Again, with as many as 37 political parties, a vibrant and veritable opposition is non existent. That explains the recent decamping of some of the big wigs of parties like ANPP, AD etc to the ruling PDP. Simply, other political parties have gone into comatose. Some are simply not existing. Any examiner who wants a massive failure in his exams needs only to ask the candidates to name Nigeria's 37 political parties. One keeps asking. Where are they? Who are their candidates and where are their offices? Or are they merely existing by collecting the millions from INEC and going home to share such money?

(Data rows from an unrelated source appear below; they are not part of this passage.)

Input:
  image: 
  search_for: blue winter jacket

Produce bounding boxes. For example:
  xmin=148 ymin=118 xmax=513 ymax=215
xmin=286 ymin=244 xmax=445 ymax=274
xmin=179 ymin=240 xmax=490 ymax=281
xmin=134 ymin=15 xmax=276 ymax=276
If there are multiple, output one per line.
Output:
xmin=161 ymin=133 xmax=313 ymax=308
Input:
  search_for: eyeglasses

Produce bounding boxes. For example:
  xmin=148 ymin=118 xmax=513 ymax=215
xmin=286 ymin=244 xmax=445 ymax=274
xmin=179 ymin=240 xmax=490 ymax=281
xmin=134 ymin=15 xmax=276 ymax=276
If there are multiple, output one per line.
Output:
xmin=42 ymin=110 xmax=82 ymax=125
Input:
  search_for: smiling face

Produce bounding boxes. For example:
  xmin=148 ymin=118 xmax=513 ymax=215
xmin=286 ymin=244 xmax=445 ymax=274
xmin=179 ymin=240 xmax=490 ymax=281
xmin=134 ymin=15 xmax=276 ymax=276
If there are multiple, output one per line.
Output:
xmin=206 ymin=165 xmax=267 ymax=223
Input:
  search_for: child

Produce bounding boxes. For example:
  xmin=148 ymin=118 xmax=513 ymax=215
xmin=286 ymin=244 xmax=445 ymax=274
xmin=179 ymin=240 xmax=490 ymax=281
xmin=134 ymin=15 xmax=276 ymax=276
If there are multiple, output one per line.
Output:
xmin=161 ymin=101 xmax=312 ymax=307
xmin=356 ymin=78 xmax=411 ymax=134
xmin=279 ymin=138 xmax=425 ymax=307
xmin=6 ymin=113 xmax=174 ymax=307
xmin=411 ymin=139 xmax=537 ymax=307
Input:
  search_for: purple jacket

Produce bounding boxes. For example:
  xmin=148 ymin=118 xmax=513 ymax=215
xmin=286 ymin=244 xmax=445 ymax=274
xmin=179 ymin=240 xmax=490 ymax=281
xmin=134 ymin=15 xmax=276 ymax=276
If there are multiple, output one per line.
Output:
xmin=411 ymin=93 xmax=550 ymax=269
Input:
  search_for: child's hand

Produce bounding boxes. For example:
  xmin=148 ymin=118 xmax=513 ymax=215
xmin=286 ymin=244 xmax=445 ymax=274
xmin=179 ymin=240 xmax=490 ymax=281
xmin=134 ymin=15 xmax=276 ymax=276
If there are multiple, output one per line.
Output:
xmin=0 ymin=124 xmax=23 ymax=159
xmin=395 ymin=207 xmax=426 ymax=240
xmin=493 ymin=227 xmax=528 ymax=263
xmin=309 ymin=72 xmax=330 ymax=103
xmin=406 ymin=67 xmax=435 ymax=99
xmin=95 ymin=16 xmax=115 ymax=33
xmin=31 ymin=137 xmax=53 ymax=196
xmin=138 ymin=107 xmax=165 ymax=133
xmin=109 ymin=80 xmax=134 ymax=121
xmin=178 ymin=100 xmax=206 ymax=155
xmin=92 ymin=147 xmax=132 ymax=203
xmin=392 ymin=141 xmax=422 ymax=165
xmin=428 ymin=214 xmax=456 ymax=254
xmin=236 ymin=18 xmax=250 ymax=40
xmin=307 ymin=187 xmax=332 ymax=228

It seems to me that INEC should begin the process of de-registering political parties, otherwise, we will have a situation where billions of naira would be spent on printing voters register for candidates that may just be existing on the pages of newspapers. Strong political parties ensure enduring democratic structures. But we cannot, in the true sense of democracy and party politics, say what we have today are strong political parties. They are mere associations that even some village and town union meetings are stronger than in structure and organisation. This is the time to start de-registering them.